Kami tiba di Surabaya sore, langsung menuju Museum Sampoerna.

Membaca kisah pendiri salah satu pabrik rokok yang terbesar di negeri ini, kami belajar ketekunan, kerja keras dan keteguhan hati.
Liem Seeng Tee, pendiri PT HM Sampoerna, lahir di Fujian, Tiongkok. Setelah musim dingin merenggut nyawa ibunya, bertiga bersama ayah dan kakak perempuannya, ia berlayar ke Surabaya mencari penghidupan yang lebih baik. Karena kesulitan hidup, dalam perjalanan sang kakak terpaksa direlakan diadopsi oleh sebuah keluarga di Singapura. Tak lama tiba di Surabaya, sang ayah sakit keras. Sebelum wafat, beliau sempat menitipkan Liem Seeng Tee kecil pada sebuah keluarga cina di Bojonegoro. Mulai usia 11 tahun, Liem Seeng Tee mencari uang dengan menjajakan makanan secara berkeliling di Surabaya.

⚠️⚠️⚠️Merokok dapat menyebabkan kanker, serangan jantung, impotensi dan gangguan kehamilan dan janin

#unlockingindonesiatreasure

9 Januari

Kami tiba di Trowulan semalam menjelang Maghrib dan parkir di halaman Pendopo Agung yang memang diperuntukkan bagi kendaraan besar. Saya dan Teh Aniel sempat jalan-jalan dan ketemu kios sayur yang menjual jagung. Jadi malam itu kami dinner dengan jagung rebus saja karena perut masih cukup kenyang oleh makan di siangnya.

Pagi hari kami numpang mandi di toilet milik pendopo, bahkan minta air untuk mengisi tank air di truk.

Lalu ke Museum Trowulan. Setelah membayar tiket masuk. Kami meminta petugas untuk dibimbing oleh guide. Setelah menunggu sekitar 10 menit, kami dihampiri seorang laki-laki separuh baya. Beliaulah guide kami dan MasyaAllah pengetahuan beliau luar biasa lengkap, baik mengenai isi museum maupun sejarah Majapahit dan para tokohnya. Menurut beliau, lebih dari 90,000 artefak ditemukan di situs ini. Selain jejak masa keemasan, juga jejak interaksi Majapahit dengan bangsa lain; Tiongkok, Arab dan Eropa.
Artefak keagamaan bukan hanya dari Hindu dan Budha, ditemukan juga kompleks makam bernisan Muslim yang sama tuanya dengan artefak lain.

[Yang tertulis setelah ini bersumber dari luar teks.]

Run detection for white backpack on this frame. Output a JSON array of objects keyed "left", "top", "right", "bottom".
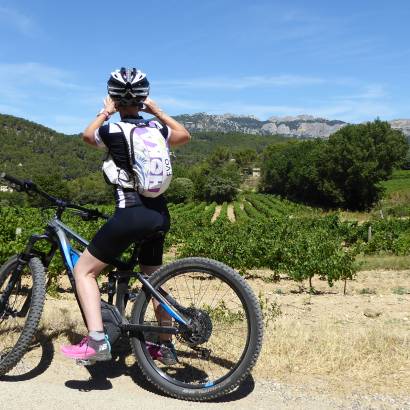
[{"left": 102, "top": 121, "right": 172, "bottom": 198}]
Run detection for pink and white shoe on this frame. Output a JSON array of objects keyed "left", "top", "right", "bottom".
[{"left": 60, "top": 335, "right": 111, "bottom": 362}]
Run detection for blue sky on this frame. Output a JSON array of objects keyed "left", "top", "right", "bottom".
[{"left": 0, "top": 0, "right": 410, "bottom": 133}]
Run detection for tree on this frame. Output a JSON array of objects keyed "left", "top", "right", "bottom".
[
  {"left": 165, "top": 178, "right": 194, "bottom": 204},
  {"left": 260, "top": 120, "right": 408, "bottom": 210}
]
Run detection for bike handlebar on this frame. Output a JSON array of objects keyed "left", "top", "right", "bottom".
[{"left": 0, "top": 172, "right": 110, "bottom": 221}]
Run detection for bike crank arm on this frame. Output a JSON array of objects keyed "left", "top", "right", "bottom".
[{"left": 120, "top": 324, "right": 179, "bottom": 336}]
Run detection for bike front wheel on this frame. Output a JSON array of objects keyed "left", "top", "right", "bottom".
[
  {"left": 0, "top": 256, "right": 45, "bottom": 376},
  {"left": 131, "top": 258, "right": 263, "bottom": 401}
]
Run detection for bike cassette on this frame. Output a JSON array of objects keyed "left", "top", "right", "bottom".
[{"left": 75, "top": 359, "right": 96, "bottom": 366}]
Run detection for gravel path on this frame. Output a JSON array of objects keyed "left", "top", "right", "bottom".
[{"left": 0, "top": 347, "right": 410, "bottom": 410}]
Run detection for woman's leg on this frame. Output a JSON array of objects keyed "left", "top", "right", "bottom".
[{"left": 74, "top": 249, "right": 107, "bottom": 332}]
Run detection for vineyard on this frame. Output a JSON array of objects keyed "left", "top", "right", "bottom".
[{"left": 0, "top": 194, "right": 410, "bottom": 286}]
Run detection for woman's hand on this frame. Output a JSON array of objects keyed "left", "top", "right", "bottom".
[
  {"left": 140, "top": 97, "right": 162, "bottom": 117},
  {"left": 104, "top": 95, "right": 117, "bottom": 115}
]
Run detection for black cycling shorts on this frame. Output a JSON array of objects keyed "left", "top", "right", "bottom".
[{"left": 87, "top": 204, "right": 170, "bottom": 266}]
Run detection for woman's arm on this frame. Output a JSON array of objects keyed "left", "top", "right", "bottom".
[
  {"left": 142, "top": 97, "right": 191, "bottom": 146},
  {"left": 82, "top": 97, "right": 117, "bottom": 147}
]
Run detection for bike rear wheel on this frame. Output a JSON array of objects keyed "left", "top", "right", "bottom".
[
  {"left": 131, "top": 258, "right": 263, "bottom": 401},
  {"left": 0, "top": 255, "right": 45, "bottom": 375}
]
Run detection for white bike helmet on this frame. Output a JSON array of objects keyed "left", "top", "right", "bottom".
[{"left": 107, "top": 67, "right": 149, "bottom": 106}]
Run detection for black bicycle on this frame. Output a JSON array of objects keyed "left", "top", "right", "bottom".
[{"left": 0, "top": 173, "right": 263, "bottom": 401}]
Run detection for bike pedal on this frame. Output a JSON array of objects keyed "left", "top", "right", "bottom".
[{"left": 75, "top": 359, "right": 96, "bottom": 366}]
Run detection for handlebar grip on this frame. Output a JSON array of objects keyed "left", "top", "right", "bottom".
[{"left": 0, "top": 172, "right": 24, "bottom": 187}]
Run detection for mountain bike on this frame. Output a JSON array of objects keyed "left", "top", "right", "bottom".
[{"left": 0, "top": 173, "right": 263, "bottom": 401}]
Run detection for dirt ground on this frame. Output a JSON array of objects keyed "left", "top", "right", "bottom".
[{"left": 0, "top": 270, "right": 410, "bottom": 409}]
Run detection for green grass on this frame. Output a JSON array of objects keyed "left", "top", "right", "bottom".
[{"left": 356, "top": 255, "right": 410, "bottom": 270}]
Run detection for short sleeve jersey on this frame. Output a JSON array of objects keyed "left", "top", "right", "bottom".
[{"left": 94, "top": 116, "right": 171, "bottom": 208}]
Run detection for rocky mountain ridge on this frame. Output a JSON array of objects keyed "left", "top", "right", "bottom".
[{"left": 174, "top": 113, "right": 410, "bottom": 138}]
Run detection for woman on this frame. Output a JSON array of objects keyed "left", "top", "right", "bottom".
[{"left": 61, "top": 68, "right": 190, "bottom": 364}]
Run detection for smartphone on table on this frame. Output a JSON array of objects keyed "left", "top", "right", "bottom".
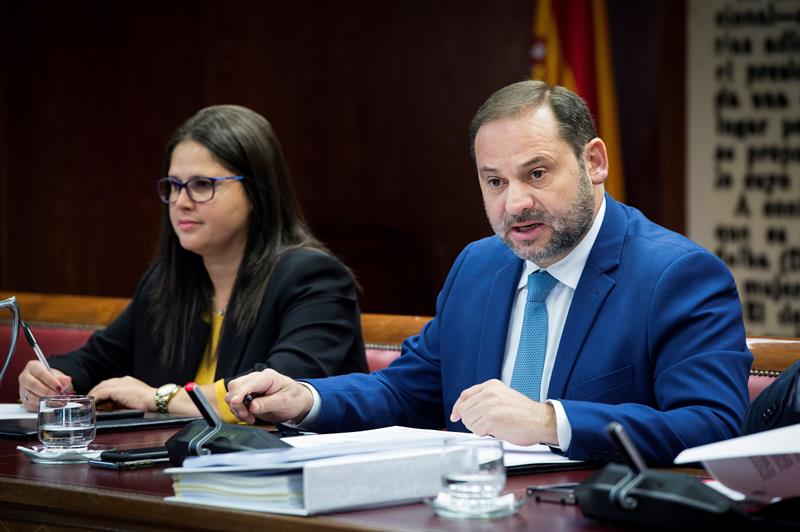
[{"left": 89, "top": 447, "right": 169, "bottom": 470}]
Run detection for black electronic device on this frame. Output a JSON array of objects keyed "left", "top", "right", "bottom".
[
  {"left": 166, "top": 383, "right": 291, "bottom": 466},
  {"left": 100, "top": 446, "right": 169, "bottom": 462},
  {"left": 89, "top": 456, "right": 169, "bottom": 471},
  {"left": 575, "top": 423, "right": 797, "bottom": 530}
]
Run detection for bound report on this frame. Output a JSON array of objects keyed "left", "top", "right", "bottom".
[
  {"left": 165, "top": 426, "right": 581, "bottom": 515},
  {"left": 166, "top": 447, "right": 441, "bottom": 515}
]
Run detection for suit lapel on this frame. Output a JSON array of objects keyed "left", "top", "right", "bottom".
[
  {"left": 167, "top": 318, "right": 211, "bottom": 385},
  {"left": 547, "top": 194, "right": 627, "bottom": 399},
  {"left": 475, "top": 252, "right": 524, "bottom": 382},
  {"left": 214, "top": 308, "right": 250, "bottom": 380}
]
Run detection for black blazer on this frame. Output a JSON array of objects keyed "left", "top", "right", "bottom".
[{"left": 49, "top": 249, "right": 368, "bottom": 393}]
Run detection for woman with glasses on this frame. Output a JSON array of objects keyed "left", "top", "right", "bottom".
[{"left": 19, "top": 105, "right": 367, "bottom": 421}]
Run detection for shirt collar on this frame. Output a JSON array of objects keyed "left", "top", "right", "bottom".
[{"left": 517, "top": 195, "right": 606, "bottom": 290}]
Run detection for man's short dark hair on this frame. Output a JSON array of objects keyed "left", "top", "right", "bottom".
[{"left": 469, "top": 80, "right": 597, "bottom": 160}]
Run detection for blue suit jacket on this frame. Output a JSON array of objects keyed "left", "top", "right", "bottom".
[{"left": 309, "top": 196, "right": 752, "bottom": 465}]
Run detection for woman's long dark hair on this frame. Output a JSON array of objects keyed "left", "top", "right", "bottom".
[{"left": 150, "top": 105, "right": 328, "bottom": 365}]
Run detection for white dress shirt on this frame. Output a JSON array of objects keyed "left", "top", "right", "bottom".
[
  {"left": 298, "top": 197, "right": 606, "bottom": 444},
  {"left": 500, "top": 198, "right": 606, "bottom": 451}
]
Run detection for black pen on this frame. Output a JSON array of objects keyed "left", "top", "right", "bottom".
[
  {"left": 20, "top": 320, "right": 55, "bottom": 377},
  {"left": 243, "top": 393, "right": 256, "bottom": 408}
]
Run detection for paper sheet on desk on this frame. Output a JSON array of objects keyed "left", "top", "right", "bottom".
[
  {"left": 503, "top": 441, "right": 585, "bottom": 468},
  {"left": 675, "top": 424, "right": 800, "bottom": 503},
  {"left": 284, "top": 426, "right": 582, "bottom": 467},
  {"left": 0, "top": 403, "right": 37, "bottom": 419},
  {"left": 183, "top": 426, "right": 583, "bottom": 471}
]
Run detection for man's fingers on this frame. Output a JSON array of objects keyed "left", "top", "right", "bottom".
[{"left": 450, "top": 383, "right": 484, "bottom": 423}]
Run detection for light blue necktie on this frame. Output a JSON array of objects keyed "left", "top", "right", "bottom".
[{"left": 511, "top": 270, "right": 558, "bottom": 401}]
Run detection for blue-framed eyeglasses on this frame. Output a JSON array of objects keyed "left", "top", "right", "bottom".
[{"left": 156, "top": 175, "right": 244, "bottom": 203}]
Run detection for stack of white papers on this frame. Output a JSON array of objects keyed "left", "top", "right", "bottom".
[
  {"left": 675, "top": 424, "right": 800, "bottom": 504},
  {"left": 165, "top": 427, "right": 571, "bottom": 515}
]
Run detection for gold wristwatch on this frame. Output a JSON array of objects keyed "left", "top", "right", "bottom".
[{"left": 156, "top": 383, "right": 181, "bottom": 414}]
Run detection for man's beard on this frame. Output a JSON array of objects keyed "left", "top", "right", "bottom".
[{"left": 493, "top": 169, "right": 594, "bottom": 264}]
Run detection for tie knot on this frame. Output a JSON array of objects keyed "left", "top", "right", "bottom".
[{"left": 528, "top": 270, "right": 558, "bottom": 302}]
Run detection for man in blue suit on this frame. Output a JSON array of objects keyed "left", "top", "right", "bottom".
[{"left": 228, "top": 81, "right": 752, "bottom": 464}]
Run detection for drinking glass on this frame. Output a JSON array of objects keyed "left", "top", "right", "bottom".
[
  {"left": 37, "top": 395, "right": 97, "bottom": 451},
  {"left": 442, "top": 438, "right": 506, "bottom": 511}
]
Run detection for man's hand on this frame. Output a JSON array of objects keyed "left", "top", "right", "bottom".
[
  {"left": 19, "top": 360, "right": 72, "bottom": 412},
  {"left": 225, "top": 369, "right": 314, "bottom": 423},
  {"left": 88, "top": 376, "right": 156, "bottom": 412},
  {"left": 450, "top": 379, "right": 558, "bottom": 445}
]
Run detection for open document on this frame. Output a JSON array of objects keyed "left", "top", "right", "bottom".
[{"left": 675, "top": 424, "right": 800, "bottom": 504}]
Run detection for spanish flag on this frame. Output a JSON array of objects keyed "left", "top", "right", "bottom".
[{"left": 531, "top": 0, "right": 625, "bottom": 201}]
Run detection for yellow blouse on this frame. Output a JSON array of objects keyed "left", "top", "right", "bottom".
[{"left": 194, "top": 312, "right": 239, "bottom": 423}]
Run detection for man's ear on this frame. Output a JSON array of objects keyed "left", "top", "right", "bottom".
[{"left": 583, "top": 138, "right": 608, "bottom": 185}]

Selesai dari museum kami mengunjungi beberapa situs bangunan yang masih utuh yaitu Candi Tikus dan Gapura Bajang Ratu.



Dari Trowulan, kami ke Surabayaaa.

8 Januari

Malam tadi kami bermalam di kebun jagung tidak jauh dari area pengeboran minyak tradisional warga.

Ketika Indonesia merdeka, Belanda meninggalkan lapangan minyak yang masih berproduksi di sebuah desa bernama Wonocolo, Bojonegoro. Oleh pemerintah setempat, penduduk yang biasa bekerja di situ diberi kewenangan untuk meneruskan proses eksploitasi.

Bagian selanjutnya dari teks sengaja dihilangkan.